Pulau Timor yang terkenal dengan kayu cendana, pertama kali dikunjungi bangsa Barat pada tahun 1522 oleh Sebastian del Cano. Mendengar berita itu, orang-orang Portugis yang telah menguasai Melaka sejak 1511, dengan cepat berusaha mengeksploitasi kekayaan alam kayu cendana di pulau Timur dan menerapkan monopoli perdagangan.

Portugis kemudian mencari pulau lain di sekitar Pulau Timor untuk membangun pemukiman. Pada 1566, Portugis membangun pemukiman di Pulau Solor. Pulau ini berada di sebelah utara Pulau Timor. Di Pulau Solor, Portugis juga membangun gudang untuk menyimpan kayu cendana dari Pulau Timor dan sebuah benteng sederhana yang dibangun untuk sistem pertahanan. Benteng itu bernama Benteng Lohayong.

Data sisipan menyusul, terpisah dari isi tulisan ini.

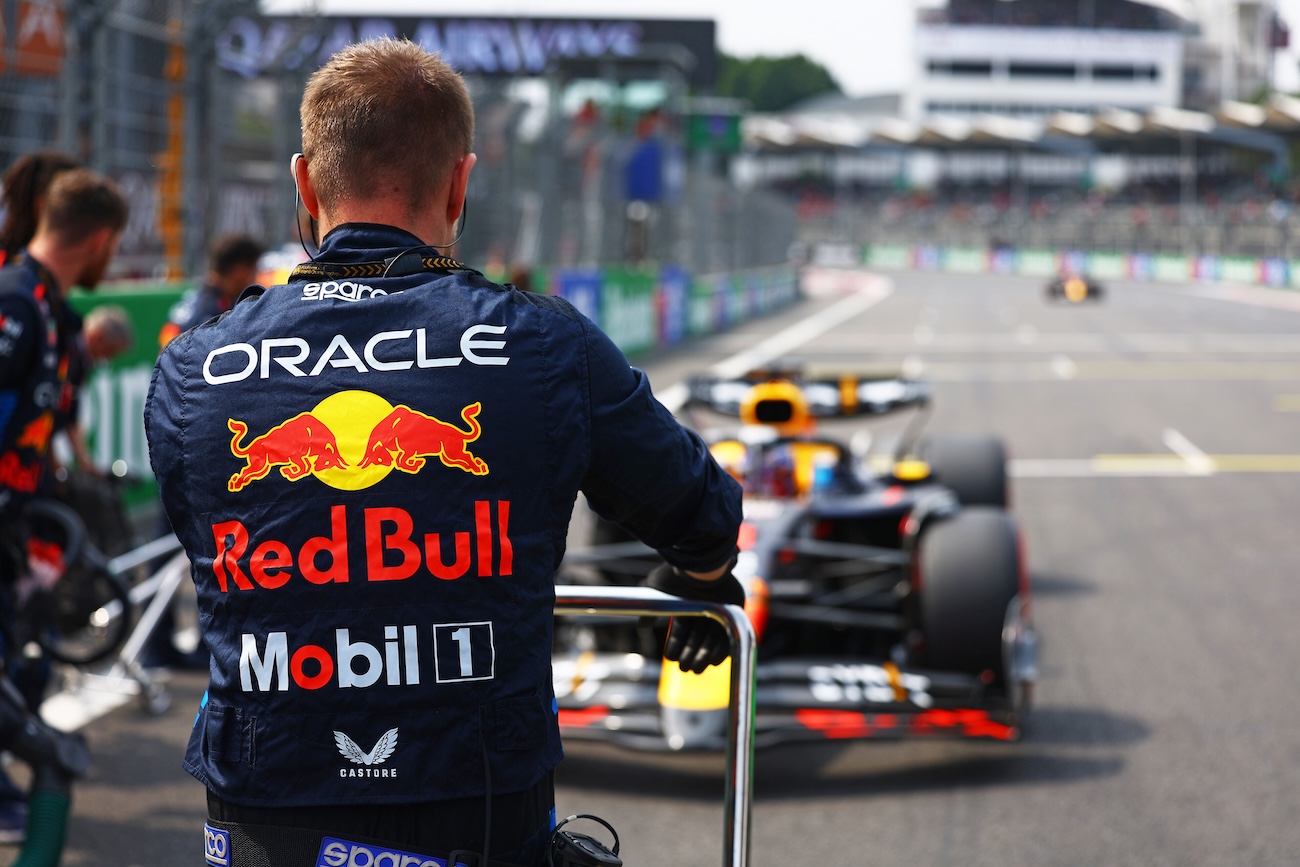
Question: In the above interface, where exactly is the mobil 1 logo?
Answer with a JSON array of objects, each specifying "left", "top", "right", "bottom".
[{"left": 433, "top": 620, "right": 497, "bottom": 684}]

Pada 20 Maret 1602 Vereenigde Oostindische Compagnie atau VOC didirikan dan berusaha untuk menguasai beberapa pulau di Nusantara. Salah satu yang dituju adalah Pulau Solor karena letaknya dekat dengan Pulau Timor. VOC kemudian menyerang Solor pada 1613. Penyerangan ini dipimpin oleh Kapten Apollonius Schotte, tulis Ian Burnett dalam East Indies.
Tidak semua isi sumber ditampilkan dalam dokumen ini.